If Mattel hadn't let slip that this figure was coming, I probably would have bought the Armored Batman movie figure. And then what interesting things would I have left to say to you today?
Real Name: Bruce Wayne
Base of Operations: Gotham City
After 10 years in retirement, Batman returns to take on the violent mutants plaguing Gotham City.
Last time we reviewed one of these DKR figures, we talked about how the story completely changed the dynamic between Batman and Superman, but that wasn't all it did; Frank Miller, in giving Batman a suit of armor to take Superman, also created the "given enough prep time, Batman could beat anybody" argument. That really wasn't a thing before then, and now it's how every nerd-debate ends.
Ol' Franky draws 'em thick, so just like the other two figures Mattel has released, this one is based on a MotU Classics body, though you'll have to go pretty deep to find it: every bit of figure you can see is a new mold! Assuming the sculpt is accurate to the comic designs
(honestly, you never really get a "glory shot" of the armor in the book), it's surprising how little of this armor is actually armor - a lot of it looks like cloth. Did you assume Bruce covered his fragile old-man ribs with something sturdier than a heavy winter jacket? According to the tiny wrinkles around the seams, you're wrong! Maybe this is just a cloth covering over an actual breastplate, but why? The detailing on his mechanical bits - the boots and gloves, the bands around the thighs, the pauldrons, and the collar - is simple, but true to the art. The utility belt is nice, but it is missing something: remember that the Bat Armor was powered by Gotham City's power grid, because he had to plug it into a lamp post; this one has no outlets anywhere on the belt.
[You're wrong, he does have them; they're just unpainted. --ed.]
For whatever reason, Mattel has chosen to paint the helmet a dark blue, rather than the grey it was in the book. Maybe they looked at some bad source art? Whatever the case, you'll want to compare the paint before you buy: the pink of the skin can get sloppy very easily. There were three of this figure at the store when I found it, and I had to settle for the one with the fewest errors. And the best scowl.

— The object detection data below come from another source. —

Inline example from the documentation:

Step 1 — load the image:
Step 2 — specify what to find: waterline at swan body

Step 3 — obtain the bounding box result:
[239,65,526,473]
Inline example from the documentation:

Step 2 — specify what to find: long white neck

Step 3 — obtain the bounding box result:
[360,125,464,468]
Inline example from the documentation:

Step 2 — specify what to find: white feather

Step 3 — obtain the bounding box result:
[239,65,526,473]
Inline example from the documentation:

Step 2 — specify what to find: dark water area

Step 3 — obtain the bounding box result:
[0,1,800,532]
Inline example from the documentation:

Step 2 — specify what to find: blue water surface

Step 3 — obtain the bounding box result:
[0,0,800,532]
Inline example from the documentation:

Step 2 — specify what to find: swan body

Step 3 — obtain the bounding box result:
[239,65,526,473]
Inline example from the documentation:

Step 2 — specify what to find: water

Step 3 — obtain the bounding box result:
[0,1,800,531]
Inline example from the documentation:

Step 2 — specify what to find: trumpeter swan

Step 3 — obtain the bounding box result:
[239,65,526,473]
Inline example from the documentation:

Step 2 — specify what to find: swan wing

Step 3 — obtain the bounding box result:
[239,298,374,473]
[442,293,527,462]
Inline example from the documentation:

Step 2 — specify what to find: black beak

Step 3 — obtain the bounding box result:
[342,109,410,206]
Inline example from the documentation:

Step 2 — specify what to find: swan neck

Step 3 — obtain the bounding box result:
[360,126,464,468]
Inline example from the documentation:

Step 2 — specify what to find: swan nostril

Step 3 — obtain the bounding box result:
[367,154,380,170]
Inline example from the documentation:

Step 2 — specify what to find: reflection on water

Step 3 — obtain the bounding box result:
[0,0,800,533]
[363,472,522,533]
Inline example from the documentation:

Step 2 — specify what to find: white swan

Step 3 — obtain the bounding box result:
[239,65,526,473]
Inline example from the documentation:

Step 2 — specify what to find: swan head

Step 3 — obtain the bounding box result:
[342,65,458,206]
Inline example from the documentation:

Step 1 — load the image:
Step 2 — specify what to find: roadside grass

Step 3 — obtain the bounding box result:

Armored Batman moves in the usual manner. A balljointed head, swivel/hinge shoulders, swivel biceps, hinge elbows, swivel wrists, torso hinge, balljointed hips, swivel thighs, hinge knees, swivel boot tops and hinge ankles. The chest hinge is kind of useless inside the armor, and the head constantly wants to lean to one side or the other. Plus, some rocker ankles would be very welcome, to help him plant his feet flat on the ground despite those big spikes on his soles. You definitely can't get him into any of the famous poses from the comic.
He only has one accessory, the sonic gun he used against Superman. His left hand is open to hold it, but it seems slightly undersized for him. And really, Mattel missed a big opportunity, here: why does this figure not include an alternate unmasked Bruce head? He loses his helmet almost immediately, so it would have been perfect.
While the previous DKR toys were Walmart exclusives, this one is part of the DC Multiverse line, which means it has part of the Series 2 Build-A-Figure, Doomsday. Not a good Doomsday, the New 52 Doomsday. In this case, it's the head and pelvis. And just like the BAFs for Series 1, BvS and Suicide Squad, I'm probably not going to bother building the entire thing.
There have been Dark Knight Returns figures of Batman and Superman before, but Mattel has broken new ground by creating this toy of the iconic showdown armor. It's not the best, but it is a lot of fun and it's something you don't already have.